Janet Jackson

Janet Jackson shocked her fans last month when she announced she was suspending her UNBREAKABLE Tour to start a family at age 49.

On May 4, Entertainment Tonight broke the news that Jackson was pregnant with her first child.

Due to her advanced age, many assumed that the pop icon followed in the footsteps of other middle aged celebrities who conceived their babies through In vitro fertilization.

In Vitro Fertilization (IVF) is an expensive process by which a woman’s eggs are harvested from her ovaries and fertilized in a lab before being implanted in her uterus. But in most cases, a woman’s eggs aren’t viable because they are too old and chromosomally defective.

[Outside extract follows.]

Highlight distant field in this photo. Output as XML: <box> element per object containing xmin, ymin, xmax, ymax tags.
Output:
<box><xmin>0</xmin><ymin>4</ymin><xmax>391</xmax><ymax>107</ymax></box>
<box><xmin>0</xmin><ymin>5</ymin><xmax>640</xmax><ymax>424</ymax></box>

According to the Daily Beast blog, at age 49, Jackson’s eggs were not viable for IVF. So a donor egg from a younger woman was fertilized by sperm from her billionaire husband, Wissam Al Mana, and implanted in her womb.

This explains why many many celebrities in their late 30s and 40s give birth to babies who look like their husbands but show no resemblance to them.

The Daily Beast — So what are the chances that the average woman over age 45 will get pregnant? Pretty good, but with a big catch: She will need to use donor eggs from a younger woman, a procedure that costs about $30,000—and is rarely, if ever, covered by health insurance.

In donor egg IVF, another woman provides the eggs, but the intended mother carries the baby and gives birth. The sperm usually comes from the woman’s husband, because men’s fertility typically doesn’t decline as much with age.

The good news is that donor egg IVF is often successful—54 percent of attempts end in the birth of a baby, or as high as 75 percent at the best fertility clinics. By comparison, IVF for women 43 and older using their own eggs results in a baby only about 4 percent of the time.

Why the big difference? An older woman is just as capable of carrying a baby, but her eggs are exponentially more likely to have chromosomal abnormalities, and an embryo with a chromosomal mistake can’t make a healthy baby.